Cependant, si vous êtes comme moi et que vous voulez vous pencher sur la tristesse, ce sont les chansons où Sullivan laisse la morosité régner qui résonnent le plus fort. La seconde moitié de grow your hair long est remplie de ces morceaux ; on dirait que c’est un choix de diviser le disque en deux parties, la première avec les chansons optimistes et la seconde avec les chansons purement déprimantes. Certains pourraient remettre en question ce choix d’enchaînement, mais un épisode de dépression est difficile à surmonter, et l’enchaînement des morceaux les plus lourds imite cet état de plomb.
Le déchirant « house arrest » est orné d’une guitare acoustique dorée et de tonalités électroniques bouillonnantes, créant une atmosphère de berceuse pour que Sullivan puisse s’apaiser, essayer d’accepter qu’il ne peut pas effacer ses erreurs passées et que tout ce qu’il peut faire est de rester fort et d’espérer des lendemains qui chantent. Dans « miracle/marigold », Sullivan se trouve entraîné dans une « situation terrible et hystérique » dont seul un miracle peut le sortir. Il ne précise pas les circonstances, mais le poids de son fardeau est transmis par la pédale d’acier larmoyante, sa voix et l’aveu que « Vous savez que c’est mauvais / Quand vous ne croyez pas vraiment en Dieu / Mais chaque nuit vous fermez les yeux et priez » (You know that it’s bad / When you don’t really believe in god / But evеry night you close your eyes and pray).
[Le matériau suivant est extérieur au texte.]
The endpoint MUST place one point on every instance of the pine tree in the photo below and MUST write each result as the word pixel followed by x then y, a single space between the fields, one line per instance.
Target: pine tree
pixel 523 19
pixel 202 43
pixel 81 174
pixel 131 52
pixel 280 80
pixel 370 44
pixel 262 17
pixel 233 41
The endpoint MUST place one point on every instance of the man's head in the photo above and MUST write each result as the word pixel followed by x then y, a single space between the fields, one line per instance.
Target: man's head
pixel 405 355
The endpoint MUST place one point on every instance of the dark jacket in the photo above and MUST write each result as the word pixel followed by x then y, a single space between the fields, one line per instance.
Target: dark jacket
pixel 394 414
Loin de la fin heureuse que Sullivan mérite sûrement, le morceau de clôture « i had my fun/back to the start » le voit évaluer honnêtement sa situation : « I had my fun til my fun turned into humiliation and a suicide scare » (Je me suis amusé jusqu’à ce que mon plaisir se transforme en humiliation et en peur du suicide.), ne trouvant aucune résolution mais « long to go back to the start ». Ce n’est peut-être pas une fin satisfaisante, mais le simple fait que Sullivan puisse maintenant accepter tout le mal qu’il s’est fait à lui-même et aux autres – et l’avouer au monde par la chanson – est un progrès.
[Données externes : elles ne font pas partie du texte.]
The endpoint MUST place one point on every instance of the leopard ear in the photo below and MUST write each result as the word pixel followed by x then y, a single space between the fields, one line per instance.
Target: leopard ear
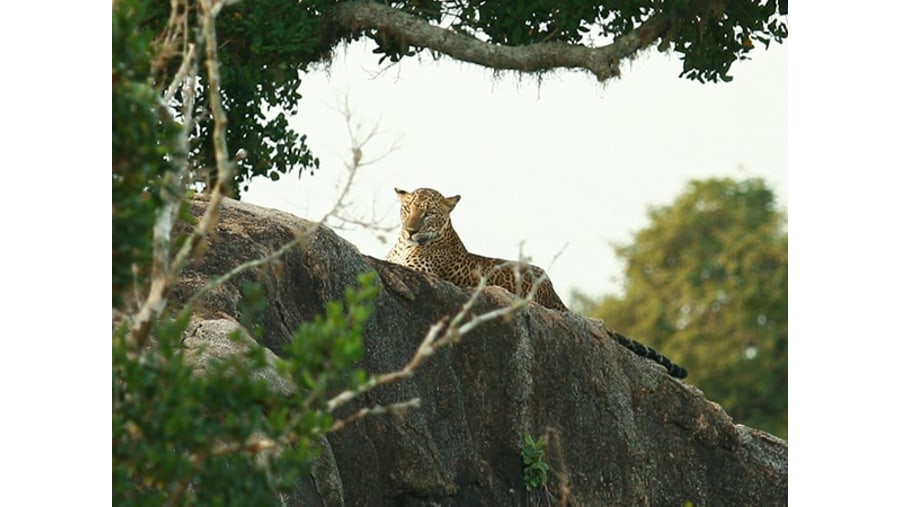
pixel 451 202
Enregistrer et sortir un album comme celui-ci est un acte de bravoure et d’acceptation de soi, et il aidera, je l’espère, d’autres personnes à atteindre cet espace aussi. De plus, ce n’est pas la destination, ce n’est qu’un tremplin pour Sullivan et d’autres qui se sentent comme lui – l’avenir offre encore beaucoup de possibilités.